Trails that had been next to stream zones have been relocated to benefit the ecosystem and help with water quality issues.
The South Tahoe Association of Realtors paid for the bridge going over Angora Creek. Some of their members, along with TAMBA volunteers and anyone else will be helping the Forest Service with a trail day on Oct. 5.
STAR created the Angora Fire Disaster Relief fund immediately after the fire. Initial donations went to members who lost their homes in the fire. The remaining funds are being used for the bridge, which will be dedicated to the residents in the area.
The trails are single track. Drainage systems have been built into the system so little maintenance it required. Undulations will naturally shed water.
A road system still remains in the area, but that is for future management needs and will only be accessed by Forest Service personnel.
Signs will be installed so people know where they are and where they can go.
A kiosk with a map of the trail system will be installed at Sawmill Road and Lake Tahoe Boulevard. This is a good access point for people needing to drive to get to the trails. Another entry point via vehicle is from the Camp Richardson side on Highway 89 where the four lanes end and there is a green gate.
Other projects to be done in the Angora burn area:
• Finish the pile burning in two units near South Tahoe High School.
• Seneca Pond restoration could begin in 2015. Phase one is to drain it and phase two is to restore the area to its natural setting – which means no pond. It is not funded yet.

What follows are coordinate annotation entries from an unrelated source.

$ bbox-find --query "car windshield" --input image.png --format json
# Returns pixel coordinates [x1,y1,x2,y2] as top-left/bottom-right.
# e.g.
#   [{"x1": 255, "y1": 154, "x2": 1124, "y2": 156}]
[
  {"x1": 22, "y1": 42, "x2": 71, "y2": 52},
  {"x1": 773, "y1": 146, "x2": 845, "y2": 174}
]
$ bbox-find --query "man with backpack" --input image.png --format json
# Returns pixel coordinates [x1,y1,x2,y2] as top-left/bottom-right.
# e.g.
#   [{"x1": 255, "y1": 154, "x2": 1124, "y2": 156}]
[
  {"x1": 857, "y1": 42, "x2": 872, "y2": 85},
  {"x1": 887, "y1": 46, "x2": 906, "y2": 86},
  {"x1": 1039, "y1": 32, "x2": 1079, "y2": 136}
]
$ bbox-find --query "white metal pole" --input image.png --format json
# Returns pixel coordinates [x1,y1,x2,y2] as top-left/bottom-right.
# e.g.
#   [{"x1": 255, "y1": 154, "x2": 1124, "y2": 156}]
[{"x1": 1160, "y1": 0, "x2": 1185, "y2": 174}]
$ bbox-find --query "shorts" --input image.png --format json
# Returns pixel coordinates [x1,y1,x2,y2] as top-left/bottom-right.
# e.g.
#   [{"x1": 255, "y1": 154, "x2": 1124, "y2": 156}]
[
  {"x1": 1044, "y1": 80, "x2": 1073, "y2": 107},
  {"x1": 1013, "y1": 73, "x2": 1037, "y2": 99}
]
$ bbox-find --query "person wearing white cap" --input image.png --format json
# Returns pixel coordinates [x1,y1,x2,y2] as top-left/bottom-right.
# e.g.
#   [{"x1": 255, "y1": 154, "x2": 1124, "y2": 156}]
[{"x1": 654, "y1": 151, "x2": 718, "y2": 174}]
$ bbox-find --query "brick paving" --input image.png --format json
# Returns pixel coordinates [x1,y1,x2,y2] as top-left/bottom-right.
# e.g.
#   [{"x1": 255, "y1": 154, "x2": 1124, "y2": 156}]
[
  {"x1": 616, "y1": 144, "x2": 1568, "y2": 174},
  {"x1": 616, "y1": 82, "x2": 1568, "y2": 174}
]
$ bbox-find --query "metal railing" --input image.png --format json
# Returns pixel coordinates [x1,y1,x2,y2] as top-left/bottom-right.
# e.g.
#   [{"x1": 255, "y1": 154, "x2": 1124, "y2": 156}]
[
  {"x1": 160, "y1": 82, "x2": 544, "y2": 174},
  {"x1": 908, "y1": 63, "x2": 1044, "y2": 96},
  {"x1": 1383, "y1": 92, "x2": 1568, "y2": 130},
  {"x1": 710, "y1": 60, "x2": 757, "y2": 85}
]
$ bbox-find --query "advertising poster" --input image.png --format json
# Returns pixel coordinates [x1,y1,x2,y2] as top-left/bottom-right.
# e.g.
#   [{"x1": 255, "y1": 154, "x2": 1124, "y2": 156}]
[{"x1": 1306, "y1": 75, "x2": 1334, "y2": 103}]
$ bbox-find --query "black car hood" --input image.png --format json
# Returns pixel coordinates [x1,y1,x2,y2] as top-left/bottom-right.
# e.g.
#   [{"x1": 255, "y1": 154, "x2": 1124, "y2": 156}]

• Angora Creek restoration does have funding. Next year crews will likely do some wood placement by hand. In 2015 there would be stream construction work and then work should be completed in 2017 with connection of the channel.
• There will be thinning work in the area, but it’s part of the South Shore Fuels Reduction Project and not Angora restoration work.
• There is a trail workday on Oct. 5 from 9am-4pm. Meet at the end of Forest Mountain Road off Tahoe Mountain Road. Hard hats and tools will be provided.